Chen, X, Chen, W, Yang, S, Lu, Z & Wang, Z 2014, 'DASH: A duplication-aware flash cache architecture in virtualization environment', Proceedings of the International Conference on Parallel and Distributed Systems - ICPADS.View/Download from: Publisher's site
© 2014 IEEE. With the rapid development of multi-core and multi-threading technologies, the performance gap between CPU and storage system is widening year by year, causing the storage system to be the bottleneck of the whole system performance. To alleviate this situation, flash memory has been used as the caching device of HDDs. On the other hand, cloud computing is becoming more and more popular and mature in industry field.
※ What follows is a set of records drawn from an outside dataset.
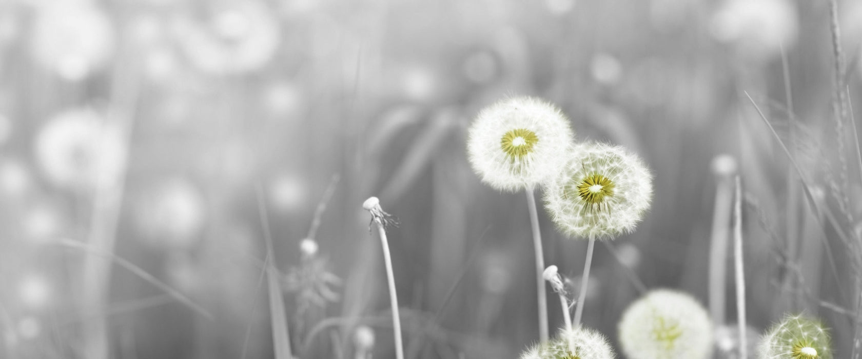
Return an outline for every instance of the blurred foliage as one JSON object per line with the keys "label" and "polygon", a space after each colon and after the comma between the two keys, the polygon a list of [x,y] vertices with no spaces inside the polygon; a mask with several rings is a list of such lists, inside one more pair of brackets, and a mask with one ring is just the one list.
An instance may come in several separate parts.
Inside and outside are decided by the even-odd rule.
{"label": "blurred foliage", "polygon": [[[389,237],[408,356],[515,357],[537,340],[525,196],[479,183],[464,142],[479,108],[522,94],[557,103],[578,139],[625,145],[652,168],[651,213],[614,242],[649,288],[707,300],[709,164],[735,158],[749,324],[805,310],[848,357],[853,323],[841,311],[853,312],[859,275],[835,228],[858,240],[862,186],[855,127],[836,133],[830,109],[828,5],[5,0],[0,356],[83,357],[83,324],[106,319],[111,357],[272,357],[261,185],[276,266],[342,280],[318,288],[326,300],[302,313],[308,299],[293,293],[303,292],[285,294],[290,329],[302,322],[295,355],[352,356],[363,324],[376,332],[375,356],[392,356],[380,248],[360,206],[377,195],[401,222]],[[862,3],[839,9],[858,105]],[[788,144],[820,209],[743,91]],[[321,256],[303,260],[299,243],[334,175],[314,238]],[[585,242],[540,217],[546,263],[579,282]],[[87,253],[57,243],[99,231],[117,257],[214,319],[116,265],[107,304],[85,310]],[[615,346],[639,294],[610,252],[599,248],[593,263],[584,323]]]}

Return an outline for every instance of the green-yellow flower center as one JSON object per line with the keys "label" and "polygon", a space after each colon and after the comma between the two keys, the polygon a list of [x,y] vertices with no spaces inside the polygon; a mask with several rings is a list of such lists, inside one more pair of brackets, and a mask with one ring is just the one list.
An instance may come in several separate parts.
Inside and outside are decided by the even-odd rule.
{"label": "green-yellow flower center", "polygon": [[[578,184],[578,195],[590,207],[601,206],[605,197],[614,195],[614,182],[598,173],[587,176]],[[599,207],[601,210],[601,207]]]}
{"label": "green-yellow flower center", "polygon": [[653,325],[653,335],[655,340],[665,344],[668,350],[673,349],[673,344],[683,335],[679,324],[675,321],[667,323],[664,317],[656,317]]}
{"label": "green-yellow flower center", "polygon": [[500,147],[506,157],[512,160],[521,159],[533,151],[533,145],[539,142],[539,136],[526,128],[515,128],[507,132],[500,139]]}
{"label": "green-yellow flower center", "polygon": [[817,359],[817,350],[811,347],[809,343],[798,343],[793,345],[790,352],[793,359]]}

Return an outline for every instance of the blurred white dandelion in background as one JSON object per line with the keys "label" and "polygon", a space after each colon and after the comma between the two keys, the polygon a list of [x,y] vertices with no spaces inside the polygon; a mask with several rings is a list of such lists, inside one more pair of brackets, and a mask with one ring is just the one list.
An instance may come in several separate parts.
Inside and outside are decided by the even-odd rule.
{"label": "blurred white dandelion in background", "polygon": [[0,159],[0,191],[4,195],[22,195],[32,183],[30,170],[14,158]]}
{"label": "blurred white dandelion in background", "polygon": [[37,7],[31,52],[61,77],[77,81],[111,58],[115,29],[107,14],[89,2],[51,2]]}
{"label": "blurred white dandelion in background", "polygon": [[278,50],[280,31],[272,9],[259,1],[213,7],[205,21],[178,17],[174,22],[189,61],[216,75],[254,71],[268,64]]}
{"label": "blurred white dandelion in background", "polygon": [[51,301],[51,284],[41,275],[28,274],[18,281],[18,297],[22,304],[31,309],[40,309]]}
{"label": "blurred white dandelion in background", "polygon": [[55,115],[41,127],[34,142],[36,160],[48,180],[76,189],[91,189],[103,178],[108,183],[118,178],[124,150],[116,124],[85,108]]}
{"label": "blurred white dandelion in background", "polygon": [[716,40],[732,43],[746,57],[769,59],[796,42],[799,15],[788,0],[725,0],[712,19]]}
{"label": "blurred white dandelion in background", "polygon": [[592,71],[593,79],[602,84],[616,84],[622,77],[622,65],[609,53],[597,53],[590,63],[590,68]]}
{"label": "blurred white dandelion in background", "polygon": [[50,201],[29,204],[21,226],[24,235],[34,244],[48,244],[60,233],[63,219],[57,206]]}
{"label": "blurred white dandelion in background", "polygon": [[713,329],[706,309],[683,292],[656,289],[628,306],[619,324],[620,344],[631,359],[705,359]]}
{"label": "blurred white dandelion in background", "polygon": [[136,203],[136,225],[145,241],[157,248],[189,248],[205,220],[200,190],[184,178],[170,178],[145,189]]}
{"label": "blurred white dandelion in background", "polygon": [[[288,213],[305,209],[305,203],[309,201],[308,189],[308,183],[303,177],[291,173],[277,175],[269,185],[273,207]],[[363,217],[362,221],[367,221],[367,218]]]}

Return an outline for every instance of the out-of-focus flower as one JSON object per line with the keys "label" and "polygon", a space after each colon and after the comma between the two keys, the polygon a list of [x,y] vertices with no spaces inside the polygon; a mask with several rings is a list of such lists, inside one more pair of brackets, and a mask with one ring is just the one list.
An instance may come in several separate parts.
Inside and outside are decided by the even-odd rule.
{"label": "out-of-focus flower", "polygon": [[63,219],[53,203],[31,203],[22,219],[23,234],[36,244],[47,244],[59,234]]}
{"label": "out-of-focus flower", "polygon": [[0,192],[5,195],[23,195],[32,183],[30,170],[16,159],[0,159]]}
{"label": "out-of-focus flower", "polygon": [[136,224],[147,242],[157,247],[188,248],[199,238],[206,204],[191,183],[173,178],[145,190]]}
{"label": "out-of-focus flower", "polygon": [[72,108],[46,122],[35,139],[39,167],[54,184],[93,189],[124,169],[125,145],[113,123],[91,108]]}
{"label": "out-of-focus flower", "polygon": [[103,67],[114,52],[114,28],[90,2],[51,2],[37,8],[32,53],[61,77],[77,81]]}
{"label": "out-of-focus flower", "polygon": [[612,239],[649,209],[653,176],[637,156],[605,144],[578,145],[545,191],[557,226],[579,238]]}
{"label": "out-of-focus flower", "polygon": [[[309,246],[303,239],[303,245]],[[329,271],[329,261],[316,255],[303,255],[302,263],[293,267],[284,277],[284,291],[297,295],[297,313],[311,307],[324,307],[328,302],[339,299],[329,287],[341,284],[341,280]]]}
{"label": "out-of-focus flower", "polygon": [[224,2],[208,22],[178,18],[178,40],[192,65],[204,72],[239,74],[265,65],[278,47],[279,26],[259,1]]}
{"label": "out-of-focus flower", "polygon": [[295,212],[305,209],[305,203],[309,200],[307,189],[308,183],[301,176],[285,173],[272,179],[268,191],[276,209]]}
{"label": "out-of-focus flower", "polygon": [[482,182],[515,191],[541,184],[566,161],[574,132],[553,105],[511,97],[479,112],[470,127],[467,155]]}
{"label": "out-of-focus flower", "polygon": [[619,325],[620,344],[631,359],[705,359],[712,355],[712,323],[690,295],[657,289],[635,300]]}
{"label": "out-of-focus flower", "polygon": [[18,282],[18,296],[30,308],[45,306],[51,300],[51,285],[45,277],[30,274]]}
{"label": "out-of-focus flower", "polygon": [[796,41],[799,19],[788,0],[725,0],[712,19],[712,34],[746,57],[768,59]]}
{"label": "out-of-focus flower", "polygon": [[616,356],[602,333],[587,328],[564,330],[548,343],[534,346],[521,359],[614,359]]}
{"label": "out-of-focus flower", "polygon": [[832,359],[829,332],[819,320],[788,315],[760,340],[759,359]]}
{"label": "out-of-focus flower", "polygon": [[620,60],[609,53],[599,53],[592,58],[590,68],[596,82],[612,85],[620,82],[622,77],[622,65]]}

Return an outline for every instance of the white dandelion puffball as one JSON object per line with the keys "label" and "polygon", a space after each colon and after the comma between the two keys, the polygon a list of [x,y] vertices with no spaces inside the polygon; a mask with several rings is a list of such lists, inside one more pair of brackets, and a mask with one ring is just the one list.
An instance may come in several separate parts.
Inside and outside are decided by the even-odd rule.
{"label": "white dandelion puffball", "polygon": [[579,238],[630,232],[649,209],[653,175],[637,156],[605,144],[575,146],[545,190],[557,226]]}
{"label": "white dandelion puffball", "polygon": [[148,244],[156,247],[189,248],[199,239],[206,217],[206,202],[194,183],[172,178],[144,191],[135,210],[135,224]]}
{"label": "white dandelion puffball", "polygon": [[278,22],[259,1],[226,2],[209,22],[182,18],[174,30],[189,61],[212,74],[259,70],[278,48]]}
{"label": "white dandelion puffball", "polygon": [[829,332],[819,320],[788,315],[764,335],[758,359],[832,359]]}
{"label": "white dandelion puffball", "polygon": [[125,145],[119,128],[90,108],[73,108],[48,120],[34,151],[39,167],[54,184],[92,189],[123,170]]}
{"label": "white dandelion puffball", "polygon": [[104,10],[84,2],[52,2],[38,8],[31,53],[67,80],[103,67],[115,47],[115,29]]}
{"label": "white dandelion puffball", "polygon": [[620,344],[630,359],[706,359],[712,356],[712,323],[690,295],[657,289],[622,314]]}
{"label": "white dandelion puffball", "polygon": [[533,97],[507,98],[484,108],[467,136],[473,170],[482,182],[506,191],[532,188],[554,175],[574,140],[559,109]]}
{"label": "white dandelion puffball", "polygon": [[726,0],[712,19],[712,34],[746,55],[769,59],[791,47],[799,32],[796,8],[788,0]]}
{"label": "white dandelion puffball", "polygon": [[551,341],[522,353],[521,359],[613,359],[615,356],[602,333],[582,327],[563,330]]}

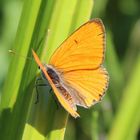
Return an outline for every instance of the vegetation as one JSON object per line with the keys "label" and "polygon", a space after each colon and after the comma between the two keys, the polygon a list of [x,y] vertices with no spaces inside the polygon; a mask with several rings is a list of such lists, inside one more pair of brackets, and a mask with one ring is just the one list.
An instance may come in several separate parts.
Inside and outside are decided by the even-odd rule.
{"label": "vegetation", "polygon": [[[1,0],[0,139],[140,139],[139,7],[133,0]],[[31,49],[47,63],[70,33],[95,17],[103,20],[107,38],[110,82],[102,102],[78,108],[81,117],[74,119],[49,87],[41,87],[35,104],[39,72]]]}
As the key building block of it, virtualization technology allows several virtual machines (VMs) running on one single physical machine simultaneously, most of which usually run the same or similar operating systems and applications. In this scenario, flash cache will be occupied by many duplicate data blocks. However, existing flash cache architectures and replacement policies don’t take this observation into consideration, which greatly limits the efficient use of the flash cache. In this paper, we propose a new duplication-aware flash cache architecture (DASH). In this architecture, flash cache is organized to cache only one copy of the duplicate data blocks, which can notably expand the effective cache capacity, making more I/O requests hit in the cache. Moreover, this architecture can reduce the amount of data written to flash cache, and thus the life span of flash device can be significantly prolonged. Experiments based on realistic applications show that, in some situations, our cache architecture can improve the cache hit ratio by 5 times, reduce the average I/O latency by 63% and eliminate flash cache writes by 81%.